Thursday, December 16, 2010

Who Will Win the Battle for the Hearts and Minds of the Arab Street: Turkey or Iran?

The Jerusalem Center for Public Affairs has come out with a new study.
Here is the summary:

Harold Rhode
  • Iran and today's Turkish government are engaged in a battle for the hearts and minds of the Arab street. Iran represents the Shiites and Turkey represents the Sunnis. The Arab world is largely Sunni, with the exception of many of the Persian Gulf Arab countries and Iraq.

  • Iran and the Turkish government are also working together against the non-Muslim world - most specifically against the U.S. and Israel.

  • Both the Saudi government and private Saudi individuals are funding Islamist extremism throughout the Muslim world, most importantly in Turkey. They have a willing partner in the current Turkish government.

  • It appears that the Saudis and the present Turkish government are interested in reestablishing the Caliphate - at first culturally, but later possibly even politically - most likely in Istanbul, the seat of the last Sunni Caliph until the early 1920s.

  • Iran is Shiite and is appealing to the Arab Sunni street by trying to co-opt the agenda of the Sunni masses - the existence of Israel and the sanctity of Jerusalem - neither of which are traditional Shiite issues.

  • In doing so, Iran seeks to undermine the existing autocratic and dictatorial Arab Sunni regimes by going over the heads of their leaders and appealing directly to the Arab street. That is the major reason why almost all of the regimes in the region hate the Iranian regime more than they hate Israel.
Read the whole thing.
One of the examples Rhodes gives of the Sunni/Shiite divide is Jerusalem, which each side sees very differently:

Jerusalem Is Not Holy to Shiites

Jerusalem is an important case in point in understanding the Iranian-Turkish battle for the Arab street.

Jerusalem does not matter for traditional Shiites. They see the city's sanctification as a Sunni innovation and therefore summarily reject it. In the late 680s CE, the Sunni Umayyad rulers of Damascus built a dome over the Rock on the Temple Mount as a way to help smother a local revolt in Mecca at that time. The Umayyads were afraid that people who made the pilgrimage to Mecca would join the rebels' cause, and therefore blocked pilgrims from going to Mecca. That is when and why they turned the Temple Mount into an alternative pilgrimage site. Jerusalem, in short, became holy in Islam as a result of a local revolt in Mecca, some 55 years after Muhammad's death.

The Shiites hate the Umayyads and all that the Umayyads did. Some Shiite Grand Ayatollahs even have argued that Jerusalem was given to the children of Isaac, while Ishmael, Abraham's older son, received Najaf, which is in Iraq. In other words, from a Shiite perspective, Jerusalem is a Sunni heresy.

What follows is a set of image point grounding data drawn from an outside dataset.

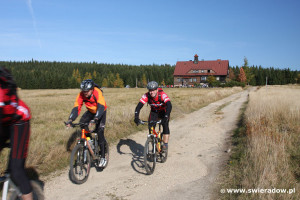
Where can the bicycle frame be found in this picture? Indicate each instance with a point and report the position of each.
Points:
(156, 135)
(8, 183)
(84, 139)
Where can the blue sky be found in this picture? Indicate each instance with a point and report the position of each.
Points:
(135, 32)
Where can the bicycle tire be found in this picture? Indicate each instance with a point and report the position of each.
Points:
(149, 156)
(37, 192)
(80, 168)
(106, 154)
(163, 155)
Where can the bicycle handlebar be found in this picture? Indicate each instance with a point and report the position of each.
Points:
(149, 122)
(80, 123)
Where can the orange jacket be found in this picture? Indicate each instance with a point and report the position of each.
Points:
(95, 104)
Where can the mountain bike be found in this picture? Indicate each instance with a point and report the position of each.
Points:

Why then did Shiite Iran adopt the Jerusalem and Israel issues as its own, given Shiism's historical antipathy to the Sunnis? Because these issues are so close to the hearts and minds of the Arab Sunni masses whose leaders have been unable to dislodge Israel from Jerusalem or to eliminate that country.

Additionally, the Iranians named their most elite unit the "Quds/Ghods" forces - the Arabic and Persian Muslim names for Jerusalem.

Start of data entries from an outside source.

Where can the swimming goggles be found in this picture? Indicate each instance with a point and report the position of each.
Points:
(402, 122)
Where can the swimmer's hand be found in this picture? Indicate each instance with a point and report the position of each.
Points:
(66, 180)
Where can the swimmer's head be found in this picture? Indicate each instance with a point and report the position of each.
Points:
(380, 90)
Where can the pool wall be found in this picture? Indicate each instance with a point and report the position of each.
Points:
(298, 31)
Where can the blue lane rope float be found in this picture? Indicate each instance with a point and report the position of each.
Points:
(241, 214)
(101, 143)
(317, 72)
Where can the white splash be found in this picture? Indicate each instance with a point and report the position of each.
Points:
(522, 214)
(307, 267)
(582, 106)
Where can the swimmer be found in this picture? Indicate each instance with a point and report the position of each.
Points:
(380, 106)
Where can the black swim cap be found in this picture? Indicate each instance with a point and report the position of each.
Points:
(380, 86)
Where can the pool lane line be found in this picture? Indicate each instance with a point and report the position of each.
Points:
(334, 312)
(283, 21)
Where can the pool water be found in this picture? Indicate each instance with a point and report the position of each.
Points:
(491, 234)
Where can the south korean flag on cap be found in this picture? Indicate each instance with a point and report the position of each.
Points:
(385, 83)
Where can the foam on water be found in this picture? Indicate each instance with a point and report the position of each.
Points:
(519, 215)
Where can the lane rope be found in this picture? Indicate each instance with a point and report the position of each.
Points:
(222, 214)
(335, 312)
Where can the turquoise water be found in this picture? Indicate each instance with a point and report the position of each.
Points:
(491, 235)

The Jerusalem/Israel issue has proven to be a wonderful tool for Iranian leaders to use to garner support for the Islamic Republic in its fight against the Arab Sunni rulers. The Iranian Shiite interest in Jerusalem is, therefore, nothing more than a political tool the Iranian government uses to bash their Arab Sunni enemies.
In regards to the odds of which side is likely to be victorious over the other, Rhodes concludes:
In the end, Iran will always remain at a tremendous disadvantage. The Turkish government has only been engaged in efforts to win the hearts and minds of the Arab street since 2002, when Erdogan's party came to power, while the Iranians have been at this for 31 years. Only if Sunni Muslims converted en masse to Shiism would Iran really be able to gain the upper hand. This does not seem to be in the cards for the foreseeable future.
Then again, Iran appears to be on its way to getting a nuclear bomb and has consistently thumbed its nose at the US with impunity--and I imagine that will count for a lot with the Muslim street.

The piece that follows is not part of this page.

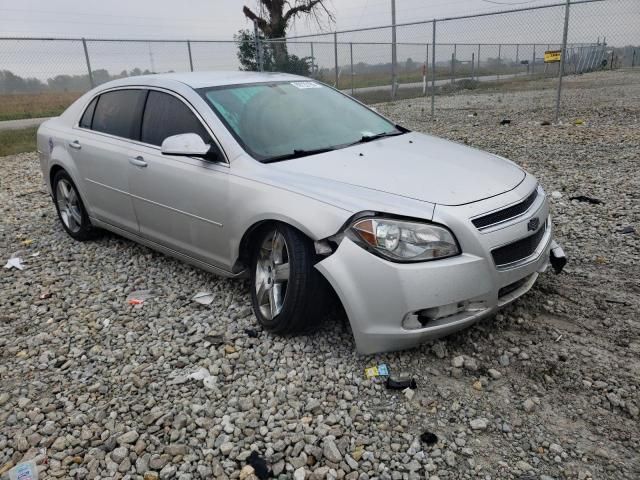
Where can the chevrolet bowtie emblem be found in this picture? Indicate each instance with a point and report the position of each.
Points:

Dr. Harold Rhode studied in Iran at Ferdowsi University in Mashhad in 1978 during the early and middle stages of the Islamic Revolution. In 1979, he received his Ph.D. from Columbia University in Islamic history. He joined the Office of the U.S. Secretary of Defense in 1982 as an advisor on Turkey, Iraq, and Iran. Since then he has served in the Office of the Secretary of Defense and as advisor on Islamic affairs on the Pentagon's policy planning staff. From 1994 until his recent retirement, Dr. Rhode served in the Pentagon's Office of Net Assessment. He is currently a Senior Advisor at the Hudson Institute, New York. This Jerusalem Issue Brief is based on his presentation to the Institute for Contemporary Affairs of the Jerusalem Center for Public Affairs on October 21, 2010.